You can use any data store at a source and on destination. For example, you can replicate from vSAN datastore at the source site, to a local data store to the remote site.
VMware vSphere Replication is configured on a per-VM basis. You can configure replication for multiple virtual machines from one vCenter Server instance to another by using the Multi-VM Configure Replication wizard.
When you configure a virtual machine for replication, vSphere Replication starts an initial configuration task during which a replica virtual machine is created on the target site, and data synchronization occurs between the source and the target vCenter Server site.
Lab tests or Small Installations
If you think that vSphere Replication (VR) is only for larger enterprises, you're wrong. In fact, VR can be used even in an environment with a single ESXi host managed by vCenter. You can setup VR from one datastore to another and still benefit from let's say the ransomware protection rollback which we mentioned earlier in this post.

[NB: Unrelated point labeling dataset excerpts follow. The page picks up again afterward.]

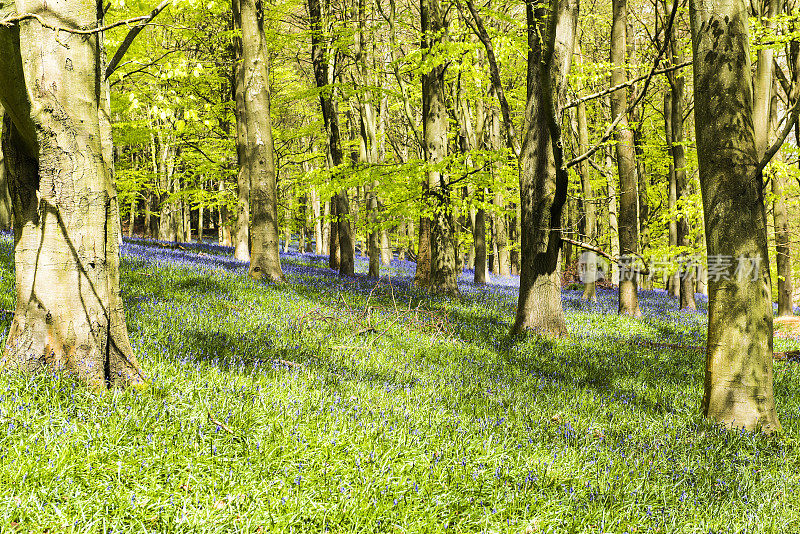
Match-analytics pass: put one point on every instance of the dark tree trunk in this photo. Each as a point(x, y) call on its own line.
point(674, 280)
point(5, 199)
point(626, 166)
point(254, 140)
point(677, 82)
point(543, 176)
point(323, 74)
point(443, 276)
point(738, 382)
point(68, 315)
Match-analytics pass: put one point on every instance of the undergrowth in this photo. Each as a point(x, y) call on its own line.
point(342, 405)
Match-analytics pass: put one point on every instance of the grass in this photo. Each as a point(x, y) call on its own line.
point(278, 409)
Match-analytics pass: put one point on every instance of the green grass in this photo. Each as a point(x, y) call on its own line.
point(418, 426)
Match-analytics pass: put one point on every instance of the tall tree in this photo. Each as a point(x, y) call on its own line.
point(543, 175)
point(626, 165)
point(325, 75)
point(764, 113)
point(590, 208)
point(5, 199)
point(676, 147)
point(443, 276)
point(738, 382)
point(254, 139)
point(68, 314)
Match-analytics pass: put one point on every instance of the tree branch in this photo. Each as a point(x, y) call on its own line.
point(610, 130)
point(790, 118)
point(15, 19)
point(603, 253)
point(625, 84)
point(480, 30)
point(132, 34)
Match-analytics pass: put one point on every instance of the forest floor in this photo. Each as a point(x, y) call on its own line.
point(345, 405)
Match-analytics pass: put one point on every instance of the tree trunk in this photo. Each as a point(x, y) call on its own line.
point(5, 198)
point(764, 111)
point(501, 263)
point(626, 166)
point(677, 81)
point(543, 176)
point(590, 275)
point(68, 315)
point(333, 235)
point(254, 144)
point(674, 280)
point(738, 381)
point(422, 274)
point(613, 220)
point(443, 276)
point(324, 77)
point(319, 245)
point(481, 275)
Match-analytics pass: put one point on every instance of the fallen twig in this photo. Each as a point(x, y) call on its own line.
point(220, 424)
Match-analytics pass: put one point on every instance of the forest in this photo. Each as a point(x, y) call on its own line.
point(387, 266)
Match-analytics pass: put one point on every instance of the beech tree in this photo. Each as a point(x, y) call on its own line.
point(543, 174)
point(5, 200)
point(68, 314)
point(626, 165)
point(254, 140)
point(738, 384)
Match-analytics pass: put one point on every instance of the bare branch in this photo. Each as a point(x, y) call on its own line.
point(610, 130)
point(626, 84)
point(126, 43)
point(15, 19)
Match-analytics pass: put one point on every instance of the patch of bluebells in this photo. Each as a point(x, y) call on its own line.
point(469, 431)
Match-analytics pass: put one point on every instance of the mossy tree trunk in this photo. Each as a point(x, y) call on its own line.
point(324, 77)
point(676, 148)
point(443, 276)
point(543, 177)
point(5, 199)
point(68, 315)
point(254, 140)
point(738, 381)
point(626, 166)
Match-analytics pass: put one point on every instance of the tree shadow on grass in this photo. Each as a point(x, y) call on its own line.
point(591, 362)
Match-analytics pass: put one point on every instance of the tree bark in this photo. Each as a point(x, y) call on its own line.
point(543, 177)
point(677, 83)
point(501, 228)
point(68, 316)
point(674, 280)
point(443, 277)
point(5, 198)
point(613, 219)
point(324, 77)
point(626, 166)
point(254, 140)
point(738, 381)
point(589, 287)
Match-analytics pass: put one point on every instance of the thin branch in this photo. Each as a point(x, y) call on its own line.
point(126, 43)
point(610, 130)
point(480, 30)
point(790, 118)
point(626, 84)
point(605, 254)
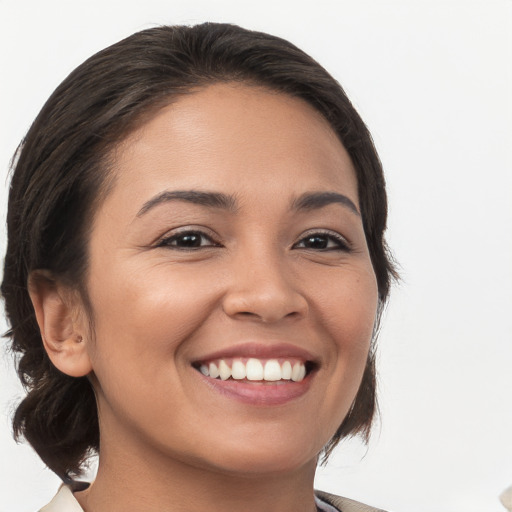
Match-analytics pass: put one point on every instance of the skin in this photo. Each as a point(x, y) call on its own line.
point(169, 441)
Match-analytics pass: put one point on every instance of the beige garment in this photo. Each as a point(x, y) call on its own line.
point(64, 501)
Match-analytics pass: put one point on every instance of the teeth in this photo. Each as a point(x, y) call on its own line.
point(255, 370)
point(224, 370)
point(298, 372)
point(286, 370)
point(272, 370)
point(214, 371)
point(238, 370)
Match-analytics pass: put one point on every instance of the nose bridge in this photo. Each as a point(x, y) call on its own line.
point(263, 286)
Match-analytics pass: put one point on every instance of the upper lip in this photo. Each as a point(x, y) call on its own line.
point(260, 351)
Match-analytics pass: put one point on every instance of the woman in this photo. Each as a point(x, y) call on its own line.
point(194, 274)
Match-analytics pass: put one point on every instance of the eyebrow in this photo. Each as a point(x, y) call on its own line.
point(208, 199)
point(316, 200)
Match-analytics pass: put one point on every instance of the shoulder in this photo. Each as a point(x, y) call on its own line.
point(63, 501)
point(345, 504)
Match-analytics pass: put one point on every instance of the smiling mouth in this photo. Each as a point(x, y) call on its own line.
point(256, 370)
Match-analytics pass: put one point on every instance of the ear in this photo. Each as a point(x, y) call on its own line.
point(60, 316)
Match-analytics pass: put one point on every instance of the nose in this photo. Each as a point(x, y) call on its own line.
point(263, 288)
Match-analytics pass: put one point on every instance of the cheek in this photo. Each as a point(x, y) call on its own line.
point(147, 313)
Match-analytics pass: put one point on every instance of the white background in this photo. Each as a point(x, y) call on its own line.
point(433, 80)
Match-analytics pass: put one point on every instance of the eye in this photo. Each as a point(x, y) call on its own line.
point(323, 241)
point(188, 240)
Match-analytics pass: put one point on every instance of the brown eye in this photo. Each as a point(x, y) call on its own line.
point(188, 240)
point(323, 242)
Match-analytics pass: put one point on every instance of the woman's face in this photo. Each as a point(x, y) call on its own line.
point(231, 241)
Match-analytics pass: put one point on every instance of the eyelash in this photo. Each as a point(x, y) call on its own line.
point(340, 243)
point(168, 241)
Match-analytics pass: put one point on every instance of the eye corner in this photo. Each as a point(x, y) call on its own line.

It gives also a possibility to small VMware clients or lab tests being done with a very few resources.
Licensing
VMware vSphere replication is present in vSphere in vSphere Essentials Plus and higher.
Note: The point in times consume storage. The amount consumed depends on the data change rate in the VM. When you set multiple point in time instances for replication of a VM between two
vCenter Server sites, vSphere Replication presents the retained instances as standard snapshots after recovery. The time required to consolidate snapshots after recovery, increases with the number of snapshots.
vSphere Replication supports up to 24 recovery points.
It is an asynchronous replication solution for vSphere virtual machines. It is fully integrated with VMware vCenter Server and the vSphere Web Client. vSphere Replication is a hypervisor based replication.